City debt will not be issued for periods exceeding the useful life or average useful lives of
the project or projects to be financed.
SECTION 5: GENERAL OBLIGATION DEBT
General obligation bonds typically provide the lowest borrowing costs for most major
public assets.
The use of a general obligation pledge usually eliminates the need for a bond reserve
and due to its high credit quality and the ability to levy a tax to repay it, produces borrowing
terms and costs unavailable through other methods.
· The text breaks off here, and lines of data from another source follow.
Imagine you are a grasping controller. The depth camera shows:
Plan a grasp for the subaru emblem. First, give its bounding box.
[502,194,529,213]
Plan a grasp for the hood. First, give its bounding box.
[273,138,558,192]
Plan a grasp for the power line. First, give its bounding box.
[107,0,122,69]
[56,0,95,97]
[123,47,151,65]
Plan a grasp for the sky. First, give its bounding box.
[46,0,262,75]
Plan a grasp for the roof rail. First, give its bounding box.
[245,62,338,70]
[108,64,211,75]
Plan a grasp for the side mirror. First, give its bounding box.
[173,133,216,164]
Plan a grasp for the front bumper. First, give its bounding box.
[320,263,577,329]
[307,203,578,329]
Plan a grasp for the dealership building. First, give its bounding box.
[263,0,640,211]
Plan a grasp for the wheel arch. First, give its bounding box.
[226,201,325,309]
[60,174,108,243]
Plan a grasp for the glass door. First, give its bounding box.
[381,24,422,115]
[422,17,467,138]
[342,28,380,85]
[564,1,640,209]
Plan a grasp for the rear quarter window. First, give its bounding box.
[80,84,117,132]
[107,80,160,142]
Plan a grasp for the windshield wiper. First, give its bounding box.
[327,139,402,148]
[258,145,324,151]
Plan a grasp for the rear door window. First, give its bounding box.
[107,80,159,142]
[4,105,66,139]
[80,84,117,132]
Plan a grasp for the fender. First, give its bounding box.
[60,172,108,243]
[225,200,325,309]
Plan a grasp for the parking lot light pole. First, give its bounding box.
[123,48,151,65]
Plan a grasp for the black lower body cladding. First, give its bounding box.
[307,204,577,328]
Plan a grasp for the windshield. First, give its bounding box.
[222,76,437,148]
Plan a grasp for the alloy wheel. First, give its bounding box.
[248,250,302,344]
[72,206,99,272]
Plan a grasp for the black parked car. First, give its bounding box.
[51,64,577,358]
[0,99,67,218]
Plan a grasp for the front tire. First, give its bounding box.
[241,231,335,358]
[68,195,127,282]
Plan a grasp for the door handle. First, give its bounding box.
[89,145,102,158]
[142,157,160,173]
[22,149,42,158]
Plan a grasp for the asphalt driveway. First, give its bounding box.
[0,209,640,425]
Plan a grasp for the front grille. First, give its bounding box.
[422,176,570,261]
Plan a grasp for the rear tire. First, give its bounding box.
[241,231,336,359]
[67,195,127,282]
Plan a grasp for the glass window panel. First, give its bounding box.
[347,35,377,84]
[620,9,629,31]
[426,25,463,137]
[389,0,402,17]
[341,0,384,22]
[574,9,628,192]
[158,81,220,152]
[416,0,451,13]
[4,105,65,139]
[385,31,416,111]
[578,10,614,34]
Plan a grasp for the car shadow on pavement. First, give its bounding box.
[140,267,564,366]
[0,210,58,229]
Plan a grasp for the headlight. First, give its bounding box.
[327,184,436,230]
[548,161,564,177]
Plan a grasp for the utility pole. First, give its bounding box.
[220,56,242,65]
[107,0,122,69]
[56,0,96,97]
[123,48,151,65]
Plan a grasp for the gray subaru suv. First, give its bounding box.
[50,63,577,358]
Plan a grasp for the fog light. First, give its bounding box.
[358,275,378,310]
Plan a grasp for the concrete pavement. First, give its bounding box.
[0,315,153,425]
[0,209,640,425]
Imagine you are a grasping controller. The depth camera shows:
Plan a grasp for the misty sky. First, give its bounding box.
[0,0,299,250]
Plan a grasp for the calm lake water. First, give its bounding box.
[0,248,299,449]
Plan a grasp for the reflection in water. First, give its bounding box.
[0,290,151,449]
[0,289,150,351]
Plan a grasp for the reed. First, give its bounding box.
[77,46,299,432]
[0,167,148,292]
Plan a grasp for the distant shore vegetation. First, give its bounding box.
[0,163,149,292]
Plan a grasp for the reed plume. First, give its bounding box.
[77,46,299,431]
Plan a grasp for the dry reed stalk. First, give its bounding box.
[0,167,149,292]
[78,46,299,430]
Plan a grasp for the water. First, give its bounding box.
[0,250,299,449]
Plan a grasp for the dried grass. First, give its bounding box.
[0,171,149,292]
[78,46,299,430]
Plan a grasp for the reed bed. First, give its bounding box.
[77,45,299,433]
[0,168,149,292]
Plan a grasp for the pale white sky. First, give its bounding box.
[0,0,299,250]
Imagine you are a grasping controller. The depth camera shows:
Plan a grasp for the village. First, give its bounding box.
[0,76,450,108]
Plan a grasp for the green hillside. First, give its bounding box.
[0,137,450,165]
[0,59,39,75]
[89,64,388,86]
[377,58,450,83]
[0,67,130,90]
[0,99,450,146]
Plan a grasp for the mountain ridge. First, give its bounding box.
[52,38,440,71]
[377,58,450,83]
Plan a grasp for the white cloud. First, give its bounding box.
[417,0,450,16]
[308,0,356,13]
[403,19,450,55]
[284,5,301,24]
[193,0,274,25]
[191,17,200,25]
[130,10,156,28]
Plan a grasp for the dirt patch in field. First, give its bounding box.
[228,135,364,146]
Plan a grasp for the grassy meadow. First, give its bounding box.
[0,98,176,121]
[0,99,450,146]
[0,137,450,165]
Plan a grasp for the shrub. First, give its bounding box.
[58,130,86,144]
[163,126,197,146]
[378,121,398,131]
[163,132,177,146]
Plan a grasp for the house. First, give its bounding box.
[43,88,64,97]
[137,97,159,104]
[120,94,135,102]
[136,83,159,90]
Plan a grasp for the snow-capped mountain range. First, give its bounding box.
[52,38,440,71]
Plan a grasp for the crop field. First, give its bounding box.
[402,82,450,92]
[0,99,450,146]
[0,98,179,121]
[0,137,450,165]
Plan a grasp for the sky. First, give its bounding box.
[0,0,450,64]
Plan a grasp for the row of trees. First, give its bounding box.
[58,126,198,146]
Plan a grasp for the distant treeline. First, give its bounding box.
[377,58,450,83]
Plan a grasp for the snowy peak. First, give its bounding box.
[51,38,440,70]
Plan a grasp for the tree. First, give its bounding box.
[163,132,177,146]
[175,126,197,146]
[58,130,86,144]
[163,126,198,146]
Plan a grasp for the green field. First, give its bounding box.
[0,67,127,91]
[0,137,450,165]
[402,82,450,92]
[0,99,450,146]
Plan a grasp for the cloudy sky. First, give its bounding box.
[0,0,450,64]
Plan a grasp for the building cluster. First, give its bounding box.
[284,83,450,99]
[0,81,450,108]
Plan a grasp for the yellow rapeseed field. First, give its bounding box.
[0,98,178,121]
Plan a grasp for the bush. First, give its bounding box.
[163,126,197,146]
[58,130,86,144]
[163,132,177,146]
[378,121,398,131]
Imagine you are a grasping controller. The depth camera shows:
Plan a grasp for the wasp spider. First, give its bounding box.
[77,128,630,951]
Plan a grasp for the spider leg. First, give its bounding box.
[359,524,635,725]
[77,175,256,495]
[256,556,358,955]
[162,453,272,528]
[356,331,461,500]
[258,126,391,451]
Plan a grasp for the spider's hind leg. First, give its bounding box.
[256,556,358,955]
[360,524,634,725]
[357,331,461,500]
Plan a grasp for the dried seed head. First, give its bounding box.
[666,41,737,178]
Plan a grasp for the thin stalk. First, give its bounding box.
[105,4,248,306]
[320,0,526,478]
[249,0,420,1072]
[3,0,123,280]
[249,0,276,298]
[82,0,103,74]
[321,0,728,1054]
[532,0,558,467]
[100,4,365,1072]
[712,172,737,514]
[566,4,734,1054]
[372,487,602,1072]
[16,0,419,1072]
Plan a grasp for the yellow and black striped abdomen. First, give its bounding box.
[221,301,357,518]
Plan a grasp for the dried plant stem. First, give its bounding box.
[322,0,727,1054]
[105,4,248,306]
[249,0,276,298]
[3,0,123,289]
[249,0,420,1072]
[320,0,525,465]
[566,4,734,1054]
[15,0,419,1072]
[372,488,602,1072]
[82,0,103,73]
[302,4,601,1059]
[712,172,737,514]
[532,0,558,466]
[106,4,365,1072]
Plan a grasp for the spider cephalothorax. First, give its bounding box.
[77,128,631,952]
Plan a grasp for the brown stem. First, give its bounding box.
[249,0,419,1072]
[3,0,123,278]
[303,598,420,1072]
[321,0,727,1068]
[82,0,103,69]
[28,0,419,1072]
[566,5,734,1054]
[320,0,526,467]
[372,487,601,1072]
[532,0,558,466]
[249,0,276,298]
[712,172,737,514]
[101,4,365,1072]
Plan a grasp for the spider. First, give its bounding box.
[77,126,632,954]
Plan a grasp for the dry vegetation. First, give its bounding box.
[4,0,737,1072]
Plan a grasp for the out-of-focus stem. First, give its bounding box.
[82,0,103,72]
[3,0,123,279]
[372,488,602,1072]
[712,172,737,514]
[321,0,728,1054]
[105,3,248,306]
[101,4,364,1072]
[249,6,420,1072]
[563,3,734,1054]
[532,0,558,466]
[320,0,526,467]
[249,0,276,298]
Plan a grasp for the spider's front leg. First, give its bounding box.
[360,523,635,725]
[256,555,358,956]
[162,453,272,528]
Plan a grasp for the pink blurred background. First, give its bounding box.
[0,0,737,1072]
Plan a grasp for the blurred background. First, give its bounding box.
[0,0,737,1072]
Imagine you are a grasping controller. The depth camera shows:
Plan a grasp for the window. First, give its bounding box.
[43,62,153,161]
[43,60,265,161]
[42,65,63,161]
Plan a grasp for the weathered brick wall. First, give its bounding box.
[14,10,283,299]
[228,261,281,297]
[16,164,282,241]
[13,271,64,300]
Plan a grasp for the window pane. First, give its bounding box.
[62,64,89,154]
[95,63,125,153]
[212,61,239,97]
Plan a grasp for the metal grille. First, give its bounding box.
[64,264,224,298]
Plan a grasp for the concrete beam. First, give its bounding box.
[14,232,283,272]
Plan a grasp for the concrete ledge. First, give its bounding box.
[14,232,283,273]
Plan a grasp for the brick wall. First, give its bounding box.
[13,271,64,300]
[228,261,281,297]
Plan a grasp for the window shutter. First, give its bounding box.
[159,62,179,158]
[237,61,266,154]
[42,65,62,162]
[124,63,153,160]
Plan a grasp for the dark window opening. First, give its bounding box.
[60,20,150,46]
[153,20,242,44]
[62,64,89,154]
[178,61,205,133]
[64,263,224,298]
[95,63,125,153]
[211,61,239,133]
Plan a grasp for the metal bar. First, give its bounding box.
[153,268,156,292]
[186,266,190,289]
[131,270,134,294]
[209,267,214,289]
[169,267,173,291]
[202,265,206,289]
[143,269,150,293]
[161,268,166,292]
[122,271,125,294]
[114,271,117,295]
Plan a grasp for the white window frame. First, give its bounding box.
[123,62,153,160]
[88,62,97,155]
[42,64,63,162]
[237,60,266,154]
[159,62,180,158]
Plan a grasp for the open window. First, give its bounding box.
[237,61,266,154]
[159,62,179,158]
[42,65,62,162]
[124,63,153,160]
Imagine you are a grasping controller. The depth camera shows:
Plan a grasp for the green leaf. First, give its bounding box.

Moreover, since the source of repayment of a general obligation bond is from proceeds
of general taxes, the City's operating funds and its operating position are not impacted by
the issuance of general obligation bonds. Though the use of the term "general obligation
bond" implies that the City's "full faith and credit" would be pledged to the repayment of
the bond, the bond is actually repaid from an ad valorem tax on real property. Cities in
California may issue general obligation bonds only for the purpose of acquiring or making
improvements to real property.
Article XIII of the California Constitution requires that general obligation bonds be
submitted to the voters for approval and that the issuance of such bonds be approved by
a two-thirds majority vote.
Accordingly, it shall be the City's policy to issue general obligation bonds only for such
purposes and then only when the acquisition, improvement, or construction of the
proposed real property will provide benefits to the community.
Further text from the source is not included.